The Times and The Guardian both have some interesting – but not very convincing – polls today.

The Times has a poll conducted by Populus in which people were asked if they recognised the candidates. Not surprisingly, Ming came top at 41%, Simon scored 34% and Huhne scored 4%. In and of itself, this is hardly surprising. Indeed, the good news for all three candidates is that if they get elected they are likely to end up very recognisable: Kennedy scores 83% and beats Waynec Rooney.

The Guardian meanwhile go all mystical on us:

The survey, which was carried out after Mark Oaten dropped out of the race but before he stood down as home affairs spokesman, draws on polling techniques used in the United States, which try to discover how people respond to the look and feel of candidates, rather than a specific political message. Research suggests many voters base lasting decisions on their initial response. Voters are shown a brief silent video clip of candidates at work before being asked for their response. For the first time, ICM used an internet panel.

On this basis, I’m not at all surprised that Hughes did well. He’s a good performer, no doubt about it. But is the Guardian seriously saying that it the sole criteria for electing a leader?

Even with that caveat, the small polling size makes the statistics so open to error as to be meaningless. And then there is the question of what bit of footage they chose for the three candidates.

All in all, this is pretty meaningless. I’m sure – quite reasonably – that Simon Hughes’ team will leap on it, but to what degree it will influence the outcome remains to be seen. Notwithstanding his interviews on Monday, Hughes remains remarkably the most low profile of the three candidates.

4 comments

  1. I agree that it is not worth placing too much reliance on this. Although the Guardian article did make interesting reading.
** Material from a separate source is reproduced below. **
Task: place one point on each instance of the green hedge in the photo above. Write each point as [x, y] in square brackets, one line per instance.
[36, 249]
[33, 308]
    Whoever gets elected will start to score higher in these exercises.

    Being leader gives them a profile that being candidate cannot give.

  2. I’m sure the Guardian isn’t suggest being a good performer is the *only* criteria, but it is by far the most important.

    This election is *not* about policy. All the candidates policies are pretty similar anyway, and it’s conference that decided policy anyway. This election is about who the general public will vote for.

  3. I agree I’d like to see the clips that the Guardian used for this exercise. I still have some suspicion that the David Cameron deliberative poll for Newsnight was highly prejudiced in both audience selection and use of selective video clips.

  4. Having seen the full figures in the paper edition of the Guardian, I’d agree with Peter that it makes interesting reading.

    I’d agree that presentation is a very important factor, but you would be ill-advised to over-estimate it at the expense of other things. Hague was superb presentation-wise, in terms of speech delivery better than Cameron, but he came unstuck because of the direction he was taking the party in.

    The ideal candidate has both political nouse and presentation skills. To a lesser or greater extent both Ming and Chris have that (not that there isn’t room for improvement). Simon in my view has bundles of the latter but a severe lack of the former. Keep him on the front bench, by all means, but don’t assume that just because he can make a good fist of a speech when he makes an effort he would make a good leader.